With preparation, coaching, support, patience, and perseverance, most mothers with implants can overcome challenges and successfully breastfeed their babies.

Breast Implants and Breastfeeding FAQs

Still have questions about breastfeeding with breast augmentation? Here are answers to some frequently asked questions:

Can I breastfeed if I have a breast lift and implants?

Breast lifts involve removing excess skin and reshaping breast tissue. While incisions are made around the areola, many women are still able to breastfeed after lift and augmentation procedures, especially when performed together. Milk ducts are usually left intact.

Do under the muscle implants affect breastfeeding?

Submuscular implant placement behind the pectoral chest muscle is generally preferred for successful breastfeeding outcomes. Compression on milk glands tends to be less compared to above the muscle placement.

Can I breastfeed if I have ruptured silicone gel implants?

Yes, even with a ruptured silicone implant that is leaking, the silicone gel does not enter breast milk. Breastfeeding is considered safe and not shown to harm infants and children. Reports of silicone transfer are extremely rare.

Will I produce less milk with implants?

Some women with implants do struggle more with low milk supply. Reasons may include scar tissue, less glandular tissue, nerve damage, or constant pressure on ducts from large implants. Methods to optimize production can counteract these issues.

Do I need a breast lift after pregnancy if I have implants?

It depends on factors like implant placement, pre-pregnancy breast characteristics, and how your breasts change after nursing.
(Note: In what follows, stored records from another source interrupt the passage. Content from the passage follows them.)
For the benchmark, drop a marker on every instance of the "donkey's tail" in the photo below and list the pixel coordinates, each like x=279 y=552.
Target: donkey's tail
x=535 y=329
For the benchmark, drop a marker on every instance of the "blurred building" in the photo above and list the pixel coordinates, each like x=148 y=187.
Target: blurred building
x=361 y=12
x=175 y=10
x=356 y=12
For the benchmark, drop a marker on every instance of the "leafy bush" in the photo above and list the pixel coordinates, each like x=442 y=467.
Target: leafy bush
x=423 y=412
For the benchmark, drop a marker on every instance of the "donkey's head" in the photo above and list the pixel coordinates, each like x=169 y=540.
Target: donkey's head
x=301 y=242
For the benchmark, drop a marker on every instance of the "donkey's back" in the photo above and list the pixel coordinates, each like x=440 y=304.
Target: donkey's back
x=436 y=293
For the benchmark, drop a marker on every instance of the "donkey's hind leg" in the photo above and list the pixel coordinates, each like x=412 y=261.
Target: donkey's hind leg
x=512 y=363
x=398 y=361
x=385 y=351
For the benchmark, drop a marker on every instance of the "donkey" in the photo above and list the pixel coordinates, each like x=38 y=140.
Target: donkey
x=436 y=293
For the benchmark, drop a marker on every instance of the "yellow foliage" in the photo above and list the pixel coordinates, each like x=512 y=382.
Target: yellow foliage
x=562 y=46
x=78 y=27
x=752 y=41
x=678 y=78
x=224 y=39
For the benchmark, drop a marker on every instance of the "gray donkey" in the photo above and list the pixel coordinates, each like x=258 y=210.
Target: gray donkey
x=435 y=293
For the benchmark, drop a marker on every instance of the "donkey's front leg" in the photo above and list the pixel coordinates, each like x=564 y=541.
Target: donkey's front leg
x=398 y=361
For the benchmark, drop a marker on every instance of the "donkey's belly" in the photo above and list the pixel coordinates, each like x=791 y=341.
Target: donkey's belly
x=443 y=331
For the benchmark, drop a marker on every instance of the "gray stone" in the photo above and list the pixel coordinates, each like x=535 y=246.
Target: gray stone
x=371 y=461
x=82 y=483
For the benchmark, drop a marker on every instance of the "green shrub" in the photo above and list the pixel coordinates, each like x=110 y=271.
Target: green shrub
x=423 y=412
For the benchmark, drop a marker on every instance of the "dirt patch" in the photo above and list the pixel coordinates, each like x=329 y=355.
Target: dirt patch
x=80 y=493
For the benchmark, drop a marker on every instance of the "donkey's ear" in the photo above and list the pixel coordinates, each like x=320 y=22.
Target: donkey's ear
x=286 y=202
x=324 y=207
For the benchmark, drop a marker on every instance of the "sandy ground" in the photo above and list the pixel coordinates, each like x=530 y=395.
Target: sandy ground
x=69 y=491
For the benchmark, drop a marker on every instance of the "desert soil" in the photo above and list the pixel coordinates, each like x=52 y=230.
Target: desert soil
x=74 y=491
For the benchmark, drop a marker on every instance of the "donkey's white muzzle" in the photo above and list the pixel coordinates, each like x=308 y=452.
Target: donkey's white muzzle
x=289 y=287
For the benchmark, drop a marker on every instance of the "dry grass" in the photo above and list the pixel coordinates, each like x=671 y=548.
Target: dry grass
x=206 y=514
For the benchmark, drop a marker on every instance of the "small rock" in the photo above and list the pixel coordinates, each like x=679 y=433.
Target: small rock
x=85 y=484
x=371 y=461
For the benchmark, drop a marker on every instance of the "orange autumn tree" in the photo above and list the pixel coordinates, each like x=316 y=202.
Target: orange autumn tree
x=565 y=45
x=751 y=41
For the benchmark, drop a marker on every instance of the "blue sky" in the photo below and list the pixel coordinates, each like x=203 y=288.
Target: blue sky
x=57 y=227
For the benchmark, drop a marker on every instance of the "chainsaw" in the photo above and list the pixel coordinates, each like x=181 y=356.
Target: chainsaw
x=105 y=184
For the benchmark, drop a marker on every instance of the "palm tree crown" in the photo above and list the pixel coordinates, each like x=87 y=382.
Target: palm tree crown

A mastopexy to reshape breasts and lift nipples may be desired by some mothers after they are done breastfeeding children.

Breastfeeding Successfully with Implants is Possible

Research has shown that the large majority of women who give birth after getting breast implants are capable of producing milk and adequately breastfeeding their babies. With proper surgical technique, incision placement, implant position, and postoperative breast care, functioning milk ducts remain intact.

While some additional challenges like low milk supply or latching difficulties may be more likely, mothers can overcome these with preparation, support, and persistence. By working with lactation consultants, trying different techniques, and being patient, successful breastfeeding is achievable for those with implants.

For expecting mothers considering breastfeeding after augmentation, the key is carefully selecting your surgeon, following all recovery recommendations, and having realistic expectations if challenges arise. With the right help and support network, breast implants do not have to be a barrier to providing breastmilk.